Born and raised in the Morgan Park community of Chicago, McGann didn’t always have his eyes set on being a comedian.
“My family is pretty funny, and growing up and going first to St. Cajetan’s (Elementary) School and then Marist High School, that was a blast,” he said. “I wasn’t a smart aleck and I wasn’t a class clown, but my friends and I were fairly competitive and worked to see who could make everyone laugh the most.
“I wasn’t thinking about a career in comedy. I didn’t do any performing arts, and instead I played basketball and baseball. I was into sports and girls and hanging out.”
After McGann graduated from high school, he went on to the University of Dayton, earning a degree in history, and then progressed into a sales career.
“My dad is a lawyer and a judge. I thought about law school, but once I was out of school I did not want to go back,” he said.
McGann threw himself into his sales career and enjoyed travel and meeting people. When the economy began its downturn, however, McGann realized that sales might not be the career for him and began to consider his secret dream about performing comedy.

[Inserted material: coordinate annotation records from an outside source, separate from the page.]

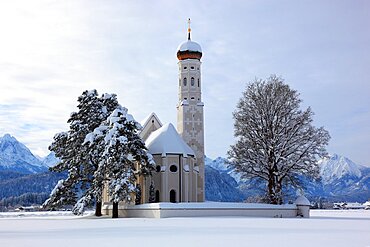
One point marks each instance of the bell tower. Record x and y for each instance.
(190, 120)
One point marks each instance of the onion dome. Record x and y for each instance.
(189, 49)
(166, 140)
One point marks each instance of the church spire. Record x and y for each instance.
(189, 29)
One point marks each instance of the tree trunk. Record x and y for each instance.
(115, 210)
(98, 209)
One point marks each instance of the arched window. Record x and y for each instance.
(173, 196)
(173, 168)
(158, 168)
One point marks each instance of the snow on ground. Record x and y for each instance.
(324, 228)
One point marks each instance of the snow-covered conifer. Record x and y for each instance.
(77, 159)
(276, 141)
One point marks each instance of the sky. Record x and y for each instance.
(51, 51)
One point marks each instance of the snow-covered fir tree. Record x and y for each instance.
(78, 160)
(123, 156)
(276, 141)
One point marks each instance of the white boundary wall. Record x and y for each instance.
(209, 209)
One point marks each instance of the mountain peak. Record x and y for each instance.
(7, 137)
(337, 166)
(17, 157)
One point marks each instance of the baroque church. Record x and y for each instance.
(178, 153)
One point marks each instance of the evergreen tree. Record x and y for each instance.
(77, 159)
(276, 141)
(151, 192)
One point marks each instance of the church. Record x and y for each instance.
(176, 186)
(178, 153)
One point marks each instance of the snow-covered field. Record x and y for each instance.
(324, 228)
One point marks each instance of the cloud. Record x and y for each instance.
(51, 51)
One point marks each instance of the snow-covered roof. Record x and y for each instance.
(166, 140)
(190, 46)
(302, 201)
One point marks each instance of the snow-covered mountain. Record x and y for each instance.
(336, 167)
(342, 180)
(15, 156)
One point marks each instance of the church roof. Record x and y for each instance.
(166, 140)
(145, 121)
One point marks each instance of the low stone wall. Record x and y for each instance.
(166, 210)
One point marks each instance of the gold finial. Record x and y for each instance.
(189, 29)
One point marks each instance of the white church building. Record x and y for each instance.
(178, 154)
(177, 184)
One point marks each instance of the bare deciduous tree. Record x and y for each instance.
(276, 141)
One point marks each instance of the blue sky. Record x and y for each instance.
(51, 51)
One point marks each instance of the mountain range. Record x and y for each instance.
(22, 173)
(341, 180)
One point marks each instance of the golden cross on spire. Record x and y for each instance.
(189, 29)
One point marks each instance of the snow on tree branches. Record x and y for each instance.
(102, 144)
(276, 141)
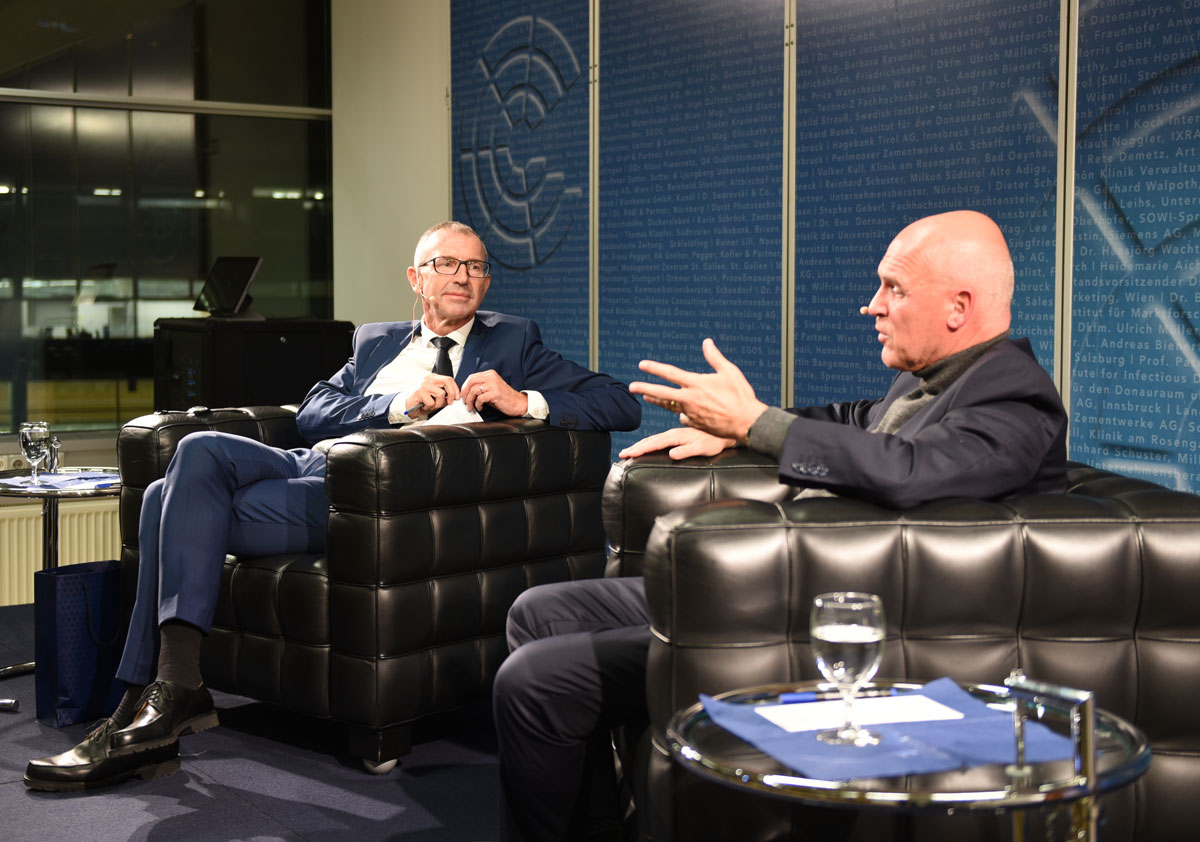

In 2007, he met his wife, Sara, who encouraged him to pursue a comedy career.
“It is so easy to roll your eyes at someone’s dreams, but Sara didn’t do that,” McGann said. “She told me to go for it, and I trusted her. She is still very supportive.”
McGann started doing open mike nights in Chicago, where comics can try out their material, and also auditioned at Zanies, the famous Chicago comedy club. He was so well received at Zanies that he became a “house” master of ceremonies, and from there began to headline at clubs all over the country.
Sara, an attorney, said it was “love at first sight” when she met her husband. She also discovered several of his notebooks with ideas for jokes and comedy routines and knew her husband had talent.
“I did feel that deep down that this was something he could do,” she said. “Doing Letterman was a pipe dream, but it is pretty cool that he did it and he did it well.”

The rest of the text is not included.